The Efficacy of Disinfectant Agents shall be qualified in the laboratory and under actual use conditions as follows:
* Laboratory tests to determine exposure time at expiration date shall be conducted with each disinfectant using the disinfectant concentration at which the disinfectant will be used in the APA against resident microbial flora;
* Disinfectants with sporicidal activity shall be challenged against bacterial and fungal spores;
* Medium Level Disinfectants shall be challenged against bioburden consisting of vegetative bacteria, yeasts, and fungal spores;
* Determination of the effect of materials of construction on resistance and performance of laboratory validation tests to validate application methods (e.g., spraying) shall be conducted using carriers made from the materials that constitute the most prevalent surfaces to be sanitized and any surfaces that could be difficult to sanitize using the most resistant organism found in resident bioburden flora;
* Upon completion of successful laboratory testing, the disinfectant shall be validated under in-use conditions in the manufacturing environment;
The Efficacy of Disinfectant Agents – continued from prior page):
* Evaluation of the disinfectant agent under in-use conditions shall include sampling from pre-determined high and low risk areas;
* Prior to in-use validation studies, the initial bioburden load of the equipment or facility surfaces must be determined;
* Equipment or facility shall be cleaned and disinfected according to written procedures; and
* Actual use conditions shall be monitored on ongoing basis as part of the environmental monitoring program.
Disinfectant Agents shall be purchased sterile or rendered sterile prior to use in the APA. Concentrated disinfectants do not have to be purchased sterile, but must be sterile at their use dilutions when used in Grade A or B areas.
Bulk Cleaning and Disinfectant Agents shall be diluted, stored, and used according to the manufacturer’s recommendations, laboratory validation results, and room or area requirements.
Containers for Cleaning and Disinfectant Agents shall be sterilized prior to filling if the containers are to be used in Grades A or B areas.

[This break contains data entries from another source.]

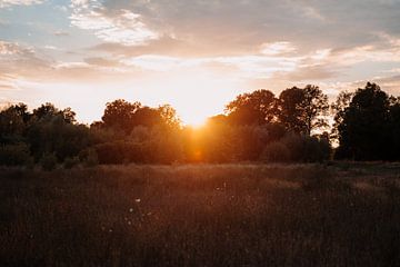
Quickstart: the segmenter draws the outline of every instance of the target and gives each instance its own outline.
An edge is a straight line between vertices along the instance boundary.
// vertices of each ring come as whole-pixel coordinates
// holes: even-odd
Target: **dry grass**
[[[0,170],[0,266],[400,266],[400,166]]]

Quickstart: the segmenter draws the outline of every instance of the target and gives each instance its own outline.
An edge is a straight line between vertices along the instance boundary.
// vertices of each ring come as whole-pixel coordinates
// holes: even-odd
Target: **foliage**
[[[269,90],[257,90],[239,95],[227,105],[226,111],[234,125],[263,125],[276,116],[276,98]]]
[[[328,97],[316,86],[293,87],[279,96],[279,121],[293,132],[310,136],[313,129],[327,127],[328,111]]]
[[[337,158],[396,160],[399,155],[399,103],[376,83],[358,89],[336,116]],[[338,101],[341,101],[339,98]],[[342,101],[344,102],[344,101]]]
[[[43,170],[53,170],[57,167],[57,157],[53,152],[46,152],[39,161]]]
[[[0,145],[0,166],[30,166],[32,162],[26,144]]]

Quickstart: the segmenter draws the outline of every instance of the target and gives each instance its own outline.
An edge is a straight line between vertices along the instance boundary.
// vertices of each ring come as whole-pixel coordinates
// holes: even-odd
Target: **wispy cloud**
[[[0,8],[7,8],[10,6],[30,6],[42,2],[44,2],[44,0],[0,0]]]
[[[74,0],[71,8],[71,23],[93,31],[106,42],[138,46],[159,38],[140,20],[140,14],[130,10],[120,9],[116,14],[107,16],[102,4],[96,0]]]

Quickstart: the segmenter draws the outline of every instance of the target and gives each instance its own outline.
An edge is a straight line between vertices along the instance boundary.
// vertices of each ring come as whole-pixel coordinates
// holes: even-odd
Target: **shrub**
[[[78,157],[67,158],[63,162],[66,169],[72,169],[74,166],[79,165],[80,160]]]
[[[29,147],[21,142],[16,145],[0,146],[0,165],[6,166],[30,166],[33,159],[30,155]]]
[[[46,152],[39,161],[43,170],[53,170],[57,167],[57,157],[53,152]]]
[[[270,162],[287,162],[290,160],[290,151],[288,147],[279,141],[273,141],[264,148],[261,160]]]
[[[93,148],[88,148],[79,154],[79,160],[87,167],[93,167],[99,164],[99,157]]]

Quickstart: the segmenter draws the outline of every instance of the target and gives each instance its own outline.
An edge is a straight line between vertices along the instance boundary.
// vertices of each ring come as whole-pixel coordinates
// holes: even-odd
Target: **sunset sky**
[[[244,91],[368,80],[400,95],[400,0],[0,0],[0,105],[91,122],[123,98],[196,123]]]

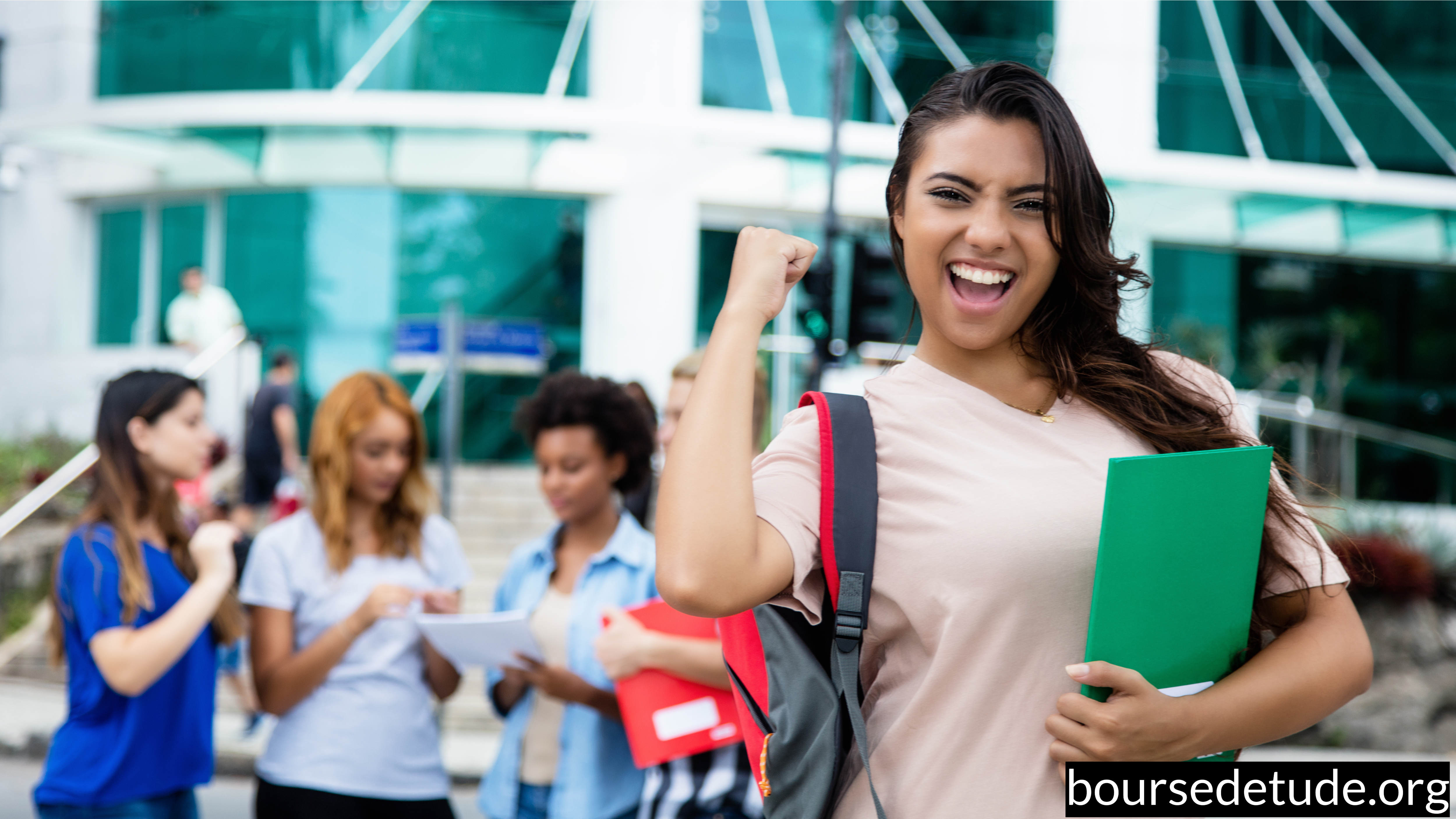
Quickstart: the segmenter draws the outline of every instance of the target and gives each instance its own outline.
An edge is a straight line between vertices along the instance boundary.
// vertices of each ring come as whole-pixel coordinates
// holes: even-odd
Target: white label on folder
[[[657,730],[657,739],[661,742],[705,732],[716,727],[719,721],[718,702],[712,697],[652,711],[652,729]]]
[[[1194,682],[1191,685],[1171,685],[1168,688],[1159,688],[1158,691],[1169,697],[1188,697],[1190,694],[1198,694],[1200,691],[1206,691],[1208,688],[1213,688],[1211,679],[1208,682]]]

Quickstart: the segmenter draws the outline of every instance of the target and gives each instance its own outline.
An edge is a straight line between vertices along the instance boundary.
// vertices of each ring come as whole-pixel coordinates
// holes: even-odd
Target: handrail
[[[234,347],[242,344],[245,338],[248,338],[248,331],[242,326],[229,329],[221,338],[208,345],[207,350],[198,353],[195,358],[188,361],[182,367],[182,375],[189,379],[201,376],[207,370],[213,369],[213,364],[221,361],[223,356],[227,356]],[[26,517],[35,514],[35,510],[45,506],[48,500],[68,487],[71,481],[80,478],[87,469],[92,468],[93,463],[96,463],[98,458],[100,458],[100,450],[96,449],[96,444],[86,444],[86,449],[77,452],[76,456],[67,461],[64,466],[42,481],[39,487],[35,487],[15,506],[4,510],[4,514],[0,514],[0,538],[9,535]]]
[[[1367,421],[1342,412],[1329,410],[1315,410],[1315,402],[1307,395],[1290,395],[1284,392],[1259,392],[1257,389],[1239,391],[1239,402],[1257,415],[1267,415],[1281,421],[1305,424],[1321,430],[1344,433],[1366,440],[1409,449],[1433,458],[1456,461],[1456,442]]]

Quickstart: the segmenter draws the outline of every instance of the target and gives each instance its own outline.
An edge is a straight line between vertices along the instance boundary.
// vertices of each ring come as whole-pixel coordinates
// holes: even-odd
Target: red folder
[[[628,611],[652,631],[718,638],[713,619],[684,615],[661,597]],[[732,692],[722,688],[645,669],[617,681],[617,704],[638,768],[743,742]]]

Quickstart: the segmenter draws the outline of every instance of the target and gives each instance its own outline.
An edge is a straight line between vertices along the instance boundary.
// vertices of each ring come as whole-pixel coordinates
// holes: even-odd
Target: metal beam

Cleaning and disinfectant agents shall be used prior to the validated expiration date for the Subdivided material. Containers shall not be refilled (i.e., topped off) without resterilization of the containers.
Containers for Subdivided Cleaning and Disinfectant Agents shall be identified and include the following:
* Cleaning and disinfectant agent product name, site assigned Batch/Lot Number and dilution;
* Date prepared or sterilized and preparer initials, if applicable; and
* Validated expiration date.
Room Cleaning and/or Disinfection shall be documented and include, at least, the following:
* Areas and/or surfaces disinfected;
* Reference to the SOP used;
* Prior material or drug product including lot/batch number;
* Date and time of cleaning;
* Cleaning agent;
* Identification of the person who cleaned the room; and
* Identification of the person who Verified room cleaning.
Bottles of Sterile Disinfectant (e.g., Sterile 70 Percent Isopropanol) Used in the APA shall remain in the space of intended use until replaced. Bottles shall be replaced when empty or the specified shelf life has expired.